The two are linked by the name Ralph B. Doherty on each card and the place, San Diego, California. They are pasted on a page punched with loose leaf holes, as if to go in Doherty's sales promo book. Doherty is named as the secretary of the Radio Technicians of San Diego, and the card is a notice of a regular meeting. Also, according to the card, the organization was founded in 1933.
The second card is Doherty's business card. It names his call sign, W6AKZ, and the company he must have represented as a wholesale distributor -- Western Radio and Electric Company, 1002 "B" Street, San Diego, Calif. The card is pasted on a sheet of paper with the letterhead "Edward H. Uhl, President," followed by "Southern California Music Company, 720-722 Broadway, San Diego, Cal."
Other notes pasted on the page are lists of all the things this music company must have sold; namely, "Everything Musical -- Pianos, Radios, Phonographs, Orchestra and Band Instruments, and Sheet Music."
Both photos are of radio set analyzers. From the late 1920s through the early 1930s, the better outfitted service shops used analyzers to perform radio testing. These instruments allowed the serviceman to plug the tester into a radio's tube sockets and measure voltage, resistance and current. However, as radio circuits became more complex and the number of tube types increased, so did the number of adapter cables needed to make the electrical connections between an analyzer and the radio to be tested. As a result, the analyzers became impractical.
Figure 2. A Jewel radio set analyzer plugged into a Victor Model 45 chassis.
Figure 3. A rare R-K Model V-7 radio test set.
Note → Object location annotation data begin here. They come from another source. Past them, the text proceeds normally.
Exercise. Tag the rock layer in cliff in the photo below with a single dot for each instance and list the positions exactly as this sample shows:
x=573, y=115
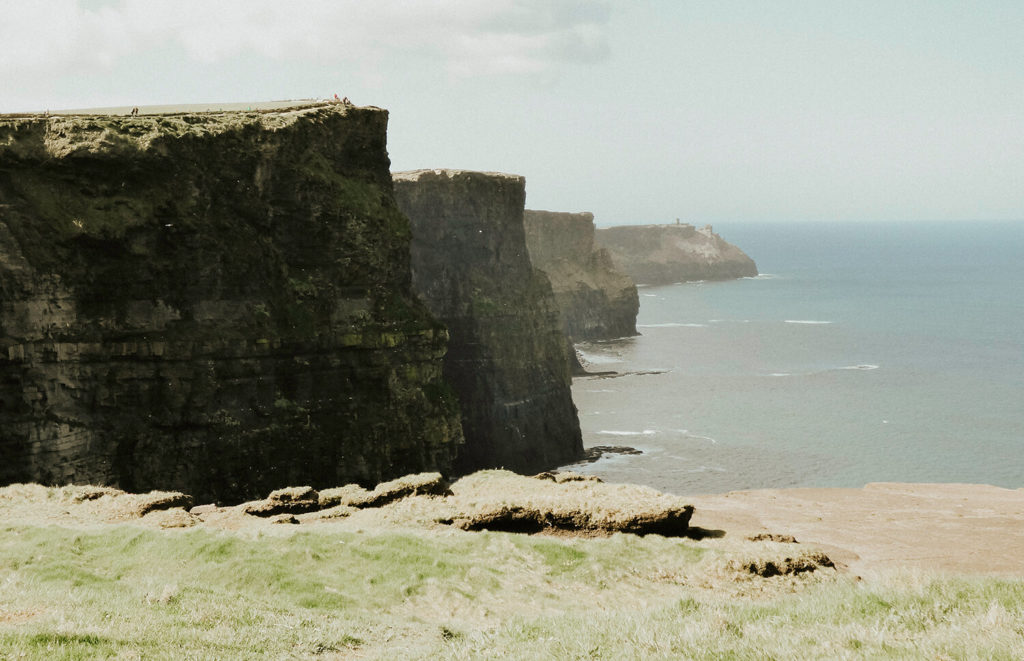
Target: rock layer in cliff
x=596, y=300
x=667, y=254
x=215, y=303
x=507, y=356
Shown in Figure 2 is a radio set analyzer produced by the Jewel Electrical Instrument Company. The radio set being tested is a Victor Model 45. The tools in the foreground are early examples of the screwdrivers, socket wrenches, and pliers we use today.
Figure 3 shows another analyzer, a Model V-7 made by R-K Manufacturing Company of San Francisco. This photograph also provides a look at some tools and ancillary items such as the pocket battery tester, center front, and a soldering iron from that period, third from the right. As the photograph shows, globe-type vacuum tubes were in common use.
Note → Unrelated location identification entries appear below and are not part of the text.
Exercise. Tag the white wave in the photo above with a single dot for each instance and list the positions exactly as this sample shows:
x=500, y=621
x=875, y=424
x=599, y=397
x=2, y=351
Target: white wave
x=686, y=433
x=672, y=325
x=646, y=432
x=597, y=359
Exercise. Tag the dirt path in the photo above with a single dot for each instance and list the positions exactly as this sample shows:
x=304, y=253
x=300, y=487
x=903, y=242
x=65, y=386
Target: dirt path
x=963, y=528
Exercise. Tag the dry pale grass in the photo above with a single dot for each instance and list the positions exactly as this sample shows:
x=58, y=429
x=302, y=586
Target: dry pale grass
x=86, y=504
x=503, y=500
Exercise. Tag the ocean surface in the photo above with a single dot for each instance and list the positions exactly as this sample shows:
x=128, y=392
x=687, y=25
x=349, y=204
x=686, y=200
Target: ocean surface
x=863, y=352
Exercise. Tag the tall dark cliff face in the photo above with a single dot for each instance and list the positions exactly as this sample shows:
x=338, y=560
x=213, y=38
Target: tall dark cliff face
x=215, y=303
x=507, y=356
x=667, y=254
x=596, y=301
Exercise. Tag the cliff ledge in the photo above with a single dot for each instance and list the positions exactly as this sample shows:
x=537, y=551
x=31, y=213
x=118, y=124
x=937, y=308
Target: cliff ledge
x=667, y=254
Radio set analyzers were made by a number of manufacturers with the Supreme Instruments Corporation being a major producer. The R-K tester is a rare bird.
The back side of the photos are both labeled with Ralph Doherty's name. One includes his handwritten initials "RBD," as well as "Radio Svc Manager, 1926-35." The other omits the initials but includes "SVC MGR 1926-1935." Both photos also have the name Southern California Music Co. and the address handwritten on them.
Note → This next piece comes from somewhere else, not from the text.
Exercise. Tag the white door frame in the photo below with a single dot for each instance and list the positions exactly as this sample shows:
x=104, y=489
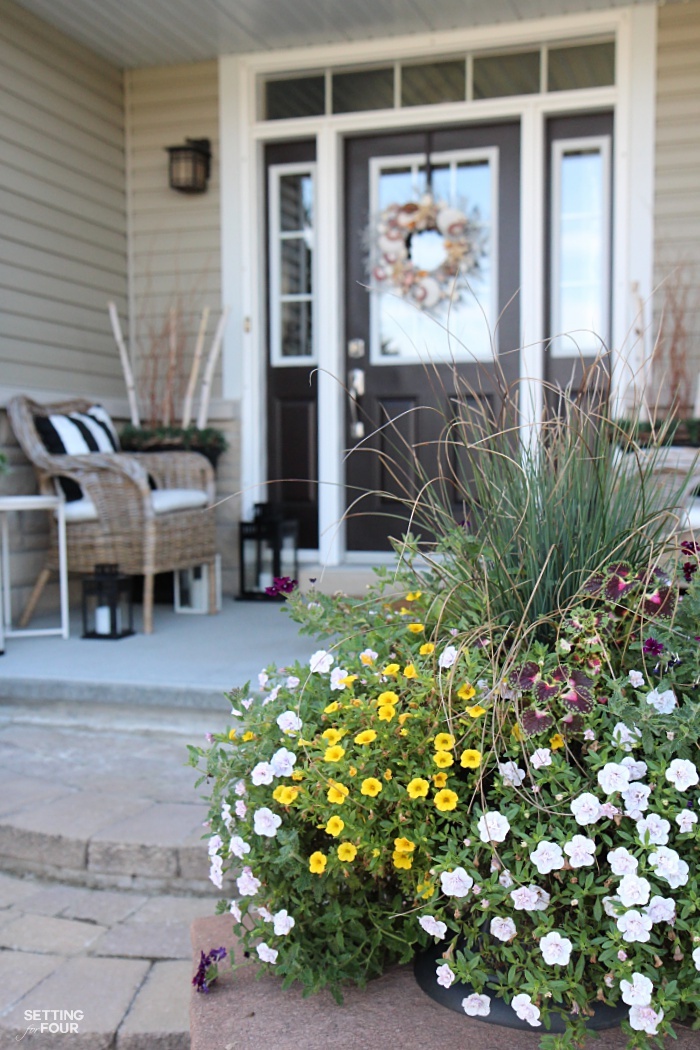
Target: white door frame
x=242, y=192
It is safe to assume that Ralph Doherty held two jobs -- as a wholesale distributor for one company and a service manager (presumably radio service) for another. Whether his secretarial job with the radio technicians was paid or volunteer is another mystery.
The photographs most probably are publicity shots meant to promote the company's service shop by showing the then up-to-date radio set analyzers and an array of hand tools.